The Weekly Reflektion 44/2025
Creating realistic scenarios and carrying out full scale tests, modelling and/or simulations is an important factor in learning. Carrying out scenarios requires clear objectives and detailed planning and preparation. Where the scenario is designed to test human and/or organisational factors then the planning team needs to have relevant competence on human and organisational responses. Full scale testing may also lead to destruction of physical elements and therefore there may be a significant cost. Repetition is not acceptable, so you need to get it right first time.

How do you create worthwhile scenarios for learning?
In 2022, about 75,000 car users were injured on UK roads, and nearly 800 car occupants died. 45% of UK drivers exceed the speed limit on British motorways and 24% of fatal crashes involve speeding drivers. 24% of drivers who die on British roads aren’t wearing seatbelts. Nearly 20% of all fatalities were in crashes involving three or more vehicles, also known as a pile-up. Multi-vehicle accidents are poorly understood, and questions about vehicle safety, driver behaviour, and crash dynamics remain largely unanswered because researchers only ever arrive post-crash.
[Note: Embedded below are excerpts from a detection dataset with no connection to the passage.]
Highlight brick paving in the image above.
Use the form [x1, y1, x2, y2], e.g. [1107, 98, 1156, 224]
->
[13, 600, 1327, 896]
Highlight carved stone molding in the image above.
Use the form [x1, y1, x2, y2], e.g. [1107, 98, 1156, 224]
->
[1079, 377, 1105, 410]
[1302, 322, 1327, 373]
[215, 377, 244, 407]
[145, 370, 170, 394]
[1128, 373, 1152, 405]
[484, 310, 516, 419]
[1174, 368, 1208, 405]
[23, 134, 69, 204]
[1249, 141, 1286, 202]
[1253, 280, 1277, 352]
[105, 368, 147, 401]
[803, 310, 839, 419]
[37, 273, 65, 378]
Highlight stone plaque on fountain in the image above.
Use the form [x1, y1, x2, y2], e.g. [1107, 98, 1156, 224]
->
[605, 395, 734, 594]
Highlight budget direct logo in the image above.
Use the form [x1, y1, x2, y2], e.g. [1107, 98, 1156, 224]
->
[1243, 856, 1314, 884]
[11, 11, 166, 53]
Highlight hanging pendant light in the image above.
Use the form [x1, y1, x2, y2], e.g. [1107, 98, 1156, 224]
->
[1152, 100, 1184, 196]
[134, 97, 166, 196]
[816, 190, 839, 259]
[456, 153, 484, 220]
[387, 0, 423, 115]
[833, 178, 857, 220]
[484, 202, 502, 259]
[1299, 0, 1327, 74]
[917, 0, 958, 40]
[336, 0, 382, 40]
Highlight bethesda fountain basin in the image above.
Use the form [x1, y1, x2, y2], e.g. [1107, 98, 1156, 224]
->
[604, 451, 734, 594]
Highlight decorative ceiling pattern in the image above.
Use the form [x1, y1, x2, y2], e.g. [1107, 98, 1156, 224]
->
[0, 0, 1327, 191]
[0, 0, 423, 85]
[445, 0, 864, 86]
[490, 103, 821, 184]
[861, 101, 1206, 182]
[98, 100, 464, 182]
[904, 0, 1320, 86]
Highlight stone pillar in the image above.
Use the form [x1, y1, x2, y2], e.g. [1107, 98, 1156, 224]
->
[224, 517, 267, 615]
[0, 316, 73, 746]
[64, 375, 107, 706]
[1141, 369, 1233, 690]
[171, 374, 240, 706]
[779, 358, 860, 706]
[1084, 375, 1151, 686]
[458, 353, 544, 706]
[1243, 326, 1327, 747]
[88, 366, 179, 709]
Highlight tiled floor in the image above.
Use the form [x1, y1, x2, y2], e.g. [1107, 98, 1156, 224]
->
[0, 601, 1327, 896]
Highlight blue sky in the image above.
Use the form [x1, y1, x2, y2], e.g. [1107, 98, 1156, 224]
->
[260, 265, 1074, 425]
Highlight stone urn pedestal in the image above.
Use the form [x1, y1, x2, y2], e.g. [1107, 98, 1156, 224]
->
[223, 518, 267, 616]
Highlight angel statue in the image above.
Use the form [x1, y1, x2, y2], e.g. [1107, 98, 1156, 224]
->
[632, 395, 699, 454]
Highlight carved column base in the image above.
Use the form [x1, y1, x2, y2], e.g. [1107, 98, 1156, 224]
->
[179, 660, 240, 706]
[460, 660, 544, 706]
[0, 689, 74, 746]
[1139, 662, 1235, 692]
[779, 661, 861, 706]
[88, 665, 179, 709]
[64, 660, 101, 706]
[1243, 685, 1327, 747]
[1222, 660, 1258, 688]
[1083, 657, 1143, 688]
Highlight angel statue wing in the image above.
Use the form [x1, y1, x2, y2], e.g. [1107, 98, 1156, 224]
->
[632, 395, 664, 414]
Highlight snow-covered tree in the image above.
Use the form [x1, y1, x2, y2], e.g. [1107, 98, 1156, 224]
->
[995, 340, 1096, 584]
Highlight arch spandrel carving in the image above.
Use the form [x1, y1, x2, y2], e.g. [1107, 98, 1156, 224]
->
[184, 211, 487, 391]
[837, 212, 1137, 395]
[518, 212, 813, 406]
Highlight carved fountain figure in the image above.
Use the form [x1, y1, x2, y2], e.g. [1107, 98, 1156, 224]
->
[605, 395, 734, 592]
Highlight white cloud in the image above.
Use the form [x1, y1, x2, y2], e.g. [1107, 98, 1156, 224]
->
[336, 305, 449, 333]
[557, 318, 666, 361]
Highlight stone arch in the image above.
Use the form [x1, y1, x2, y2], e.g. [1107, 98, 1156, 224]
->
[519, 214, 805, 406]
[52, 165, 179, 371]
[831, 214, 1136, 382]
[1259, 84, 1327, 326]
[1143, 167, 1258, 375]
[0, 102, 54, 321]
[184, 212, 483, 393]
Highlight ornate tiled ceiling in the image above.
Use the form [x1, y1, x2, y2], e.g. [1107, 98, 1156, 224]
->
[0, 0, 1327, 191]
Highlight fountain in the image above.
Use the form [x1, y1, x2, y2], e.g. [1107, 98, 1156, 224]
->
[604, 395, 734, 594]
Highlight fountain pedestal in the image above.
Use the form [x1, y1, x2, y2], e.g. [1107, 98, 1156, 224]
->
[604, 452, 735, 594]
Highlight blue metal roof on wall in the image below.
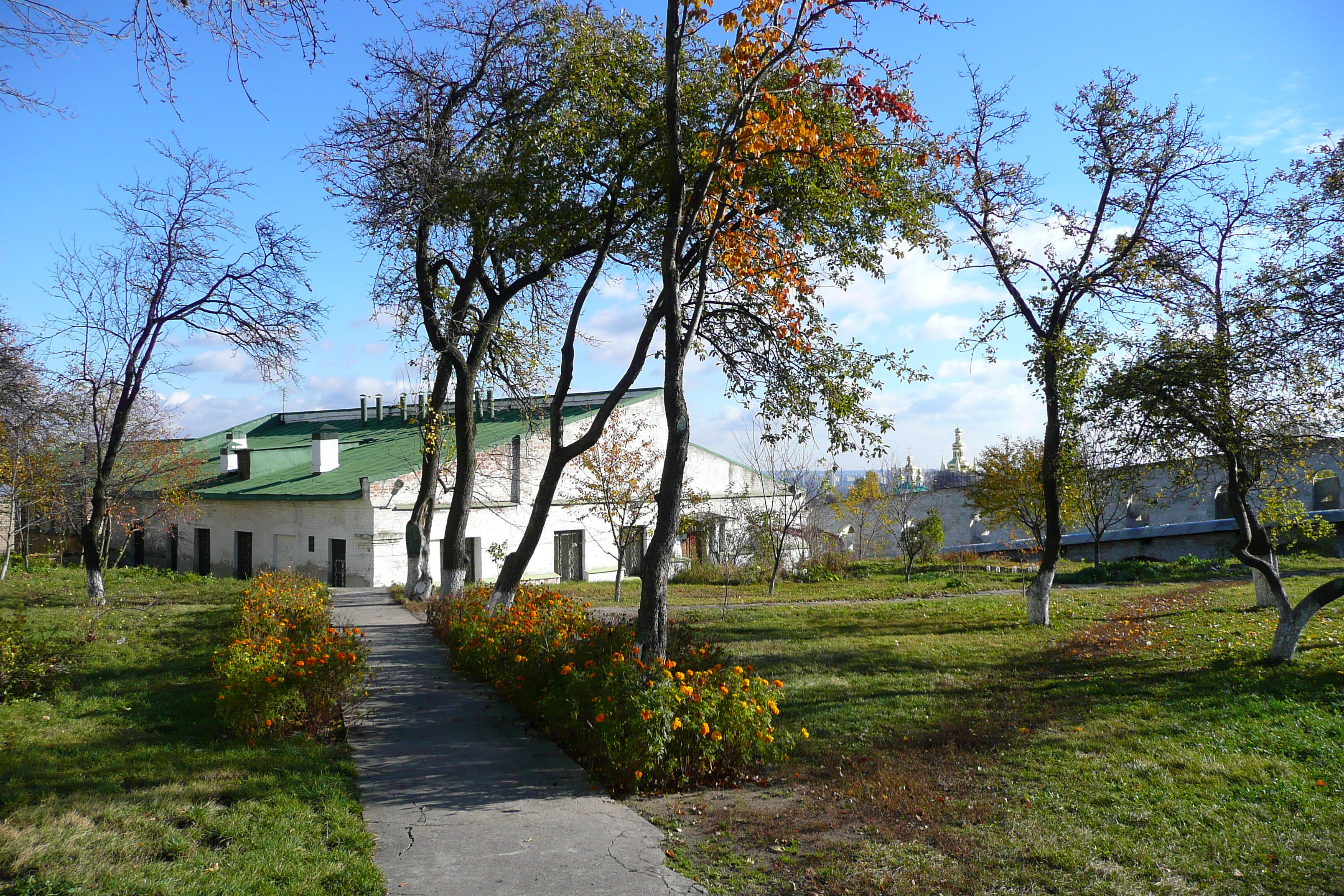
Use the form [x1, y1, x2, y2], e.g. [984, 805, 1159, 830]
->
[944, 509, 1344, 553]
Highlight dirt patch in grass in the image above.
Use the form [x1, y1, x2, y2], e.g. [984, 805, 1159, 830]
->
[632, 747, 1003, 896]
[1059, 584, 1216, 659]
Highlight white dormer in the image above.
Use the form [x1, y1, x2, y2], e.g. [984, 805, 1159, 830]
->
[313, 425, 340, 476]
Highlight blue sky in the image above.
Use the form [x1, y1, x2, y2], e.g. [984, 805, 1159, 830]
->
[0, 0, 1344, 466]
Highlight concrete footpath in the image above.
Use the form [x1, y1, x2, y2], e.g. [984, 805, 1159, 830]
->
[333, 588, 704, 896]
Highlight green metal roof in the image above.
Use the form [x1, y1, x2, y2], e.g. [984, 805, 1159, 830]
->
[192, 388, 661, 501]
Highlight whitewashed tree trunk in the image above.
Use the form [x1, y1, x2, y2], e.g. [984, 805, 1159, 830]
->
[85, 570, 107, 607]
[1027, 570, 1055, 626]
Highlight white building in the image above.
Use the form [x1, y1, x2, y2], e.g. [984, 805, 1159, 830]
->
[128, 389, 773, 585]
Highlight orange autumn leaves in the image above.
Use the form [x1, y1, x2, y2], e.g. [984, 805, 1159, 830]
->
[684, 0, 918, 353]
[214, 572, 367, 736]
[430, 588, 792, 791]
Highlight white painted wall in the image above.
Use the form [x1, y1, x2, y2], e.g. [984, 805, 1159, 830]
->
[125, 396, 785, 585]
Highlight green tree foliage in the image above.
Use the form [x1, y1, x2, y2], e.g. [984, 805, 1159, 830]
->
[944, 70, 1228, 625]
[1095, 164, 1344, 661]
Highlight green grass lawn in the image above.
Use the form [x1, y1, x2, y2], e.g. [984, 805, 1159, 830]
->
[0, 570, 384, 896]
[547, 553, 1344, 618]
[637, 576, 1344, 896]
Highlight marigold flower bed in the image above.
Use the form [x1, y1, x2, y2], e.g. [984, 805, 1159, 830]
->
[429, 588, 790, 792]
[214, 572, 368, 738]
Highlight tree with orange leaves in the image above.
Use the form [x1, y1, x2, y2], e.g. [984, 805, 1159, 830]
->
[491, 3, 941, 623]
[636, 0, 941, 656]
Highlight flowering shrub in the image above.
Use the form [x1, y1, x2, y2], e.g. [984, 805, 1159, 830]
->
[0, 613, 76, 703]
[214, 572, 368, 736]
[429, 588, 790, 792]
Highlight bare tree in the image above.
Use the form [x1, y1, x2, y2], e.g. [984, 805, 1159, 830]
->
[0, 309, 70, 579]
[573, 414, 662, 603]
[944, 70, 1231, 625]
[1067, 430, 1153, 570]
[0, 0, 346, 112]
[736, 418, 828, 594]
[308, 0, 647, 596]
[52, 145, 324, 603]
[878, 486, 944, 582]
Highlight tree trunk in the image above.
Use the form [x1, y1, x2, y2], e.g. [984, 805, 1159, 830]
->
[79, 494, 107, 607]
[634, 0, 703, 662]
[1027, 344, 1064, 626]
[486, 440, 566, 613]
[1269, 579, 1344, 662]
[1027, 568, 1055, 626]
[406, 355, 457, 601]
[441, 368, 477, 598]
[634, 365, 691, 662]
[1251, 553, 1278, 607]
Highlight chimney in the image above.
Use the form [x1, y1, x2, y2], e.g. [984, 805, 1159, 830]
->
[313, 423, 340, 476]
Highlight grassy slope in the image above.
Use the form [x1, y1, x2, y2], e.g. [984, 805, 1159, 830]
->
[644, 578, 1344, 896]
[0, 571, 384, 895]
[548, 555, 1344, 608]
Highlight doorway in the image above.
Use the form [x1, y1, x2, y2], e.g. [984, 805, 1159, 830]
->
[234, 532, 251, 579]
[555, 529, 583, 582]
[196, 529, 210, 575]
[328, 539, 346, 588]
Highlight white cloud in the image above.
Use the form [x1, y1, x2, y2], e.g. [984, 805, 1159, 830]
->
[819, 252, 996, 336]
[914, 312, 976, 341]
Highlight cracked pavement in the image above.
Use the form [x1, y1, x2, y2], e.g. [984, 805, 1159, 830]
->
[333, 588, 705, 896]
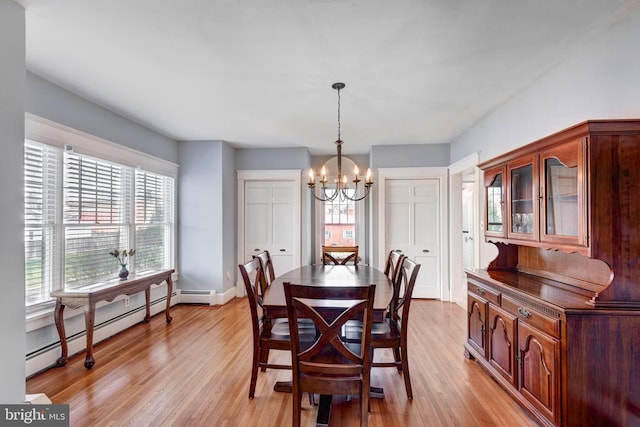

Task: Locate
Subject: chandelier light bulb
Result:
[308,83,373,202]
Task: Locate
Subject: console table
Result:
[51,270,174,369]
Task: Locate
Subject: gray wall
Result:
[178,141,224,292]
[22,59,180,374]
[220,143,239,291]
[371,144,451,168]
[451,8,640,266]
[236,148,309,170]
[0,0,26,403]
[26,72,178,163]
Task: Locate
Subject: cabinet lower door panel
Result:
[518,322,560,422]
[467,295,488,358]
[489,305,517,386]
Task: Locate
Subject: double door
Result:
[384,179,441,298]
[243,181,300,276]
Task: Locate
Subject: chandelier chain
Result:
[307,83,373,202]
[338,89,340,141]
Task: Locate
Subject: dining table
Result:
[262,264,393,426]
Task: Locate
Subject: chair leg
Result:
[249,347,260,399]
[360,384,369,427]
[402,342,413,400]
[291,384,302,427]
[393,347,404,373]
[260,347,269,372]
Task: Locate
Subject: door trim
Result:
[236,169,302,297]
[449,152,483,310]
[375,167,450,301]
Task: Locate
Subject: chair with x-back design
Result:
[284,282,375,427]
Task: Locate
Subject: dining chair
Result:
[342,257,420,400]
[238,258,315,399]
[253,250,276,297]
[284,282,376,427]
[384,250,405,282]
[322,246,358,265]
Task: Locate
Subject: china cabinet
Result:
[464,120,640,426]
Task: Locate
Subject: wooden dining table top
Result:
[262,264,393,321]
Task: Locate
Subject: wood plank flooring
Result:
[27,298,537,427]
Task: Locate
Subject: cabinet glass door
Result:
[540,140,586,245]
[484,167,505,237]
[544,158,578,236]
[509,159,537,240]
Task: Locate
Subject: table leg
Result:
[144,286,151,323]
[316,394,333,427]
[164,273,173,323]
[53,298,68,366]
[369,387,384,399]
[84,303,96,369]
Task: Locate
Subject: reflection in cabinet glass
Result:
[487,173,504,231]
[544,158,578,236]
[511,164,533,234]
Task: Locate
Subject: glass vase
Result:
[118,264,129,280]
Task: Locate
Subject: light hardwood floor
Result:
[27,298,537,427]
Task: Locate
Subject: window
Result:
[24,140,175,306]
[324,190,356,246]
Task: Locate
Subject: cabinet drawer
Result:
[502,295,560,338]
[467,280,500,305]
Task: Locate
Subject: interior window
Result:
[324,190,356,246]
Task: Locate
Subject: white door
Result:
[462,182,475,272]
[385,179,442,298]
[244,181,299,276]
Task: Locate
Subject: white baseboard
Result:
[216,288,236,305]
[24,393,52,405]
[25,291,180,377]
[180,289,218,305]
[25,288,236,377]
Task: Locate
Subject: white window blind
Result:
[63,152,133,288]
[25,141,175,306]
[24,142,62,306]
[135,170,174,271]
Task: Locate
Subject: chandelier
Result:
[307,83,373,202]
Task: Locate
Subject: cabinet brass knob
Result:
[518,307,531,317]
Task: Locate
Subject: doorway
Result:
[449,153,480,309]
[377,167,449,300]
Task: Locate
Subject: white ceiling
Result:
[16,0,640,154]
Researchers at Cranfield University decided to design and carry out a full-scale test based on a motorway pile-up scenario. This experiment was designed to allow experts to understand how safety systems fare, how drivers react and why some people survive while others don’t.
In 2025, researchers at Cranfield University carried out a full-scale motorway pile-up test at the former RAF Machrihanish airfield in Scotland. Eight cars and a 30-ton HGV were modified so that they could be driven remotely. There were eight drivers for the cars including four drivers that were members of the public and who were completely unaware of what was going to happen. The scenario was initiated by the HGV crossing in front of the remotely operated cars. Hundreds of hours of planning and preparation and required experts both in vehicle design and safety systems, and in human performance. 94 cameras and other specialized equipment were deployed to determine how the drivers reacted, and the cars performed. Accident professionals investigated the crash without any prior knowledge of the test which gave the opportunity of assessing the accident investigation methods. The crash produced some interesting results that are described on the Cranfield University website.
- Crash forensic investigation is highly accurate. The team managed to pinpoint extraordinary details about the crash, including a freak one in a million occurrence of one car careering under the lorry.
- Crumple zones work – despite a massive rear shunt from a white van, the Prius electric battery remained intact thanks to crumple zones. Others’ lives were saved by them.
- Air bags might not deploy depending on where the vehicle is hit, leading to disastrous consequences.
- Safety systems struggle with multiple impacts – crumple zones and airbags in the Dodge did little after the first or second impact.
- A panicked driver isn’t rational – despite coming to a stop safely, one of the drivers then accelerated into the lorry.
- High driving position enables earlier response to events ahead – as shown by the measured braking of the utility vehicle.
- The hard shoulder is a dangerous place to be – any drivers or passengers in the cars on our hard shoulder would most likely have lost their lives.
The development of the pile-up scenario and the work to test this scenario in a full-scale test provided valuable insight into both vehicle and human performance. There is now a basis for developing measures that will reduce the risk associated with driving on motorways.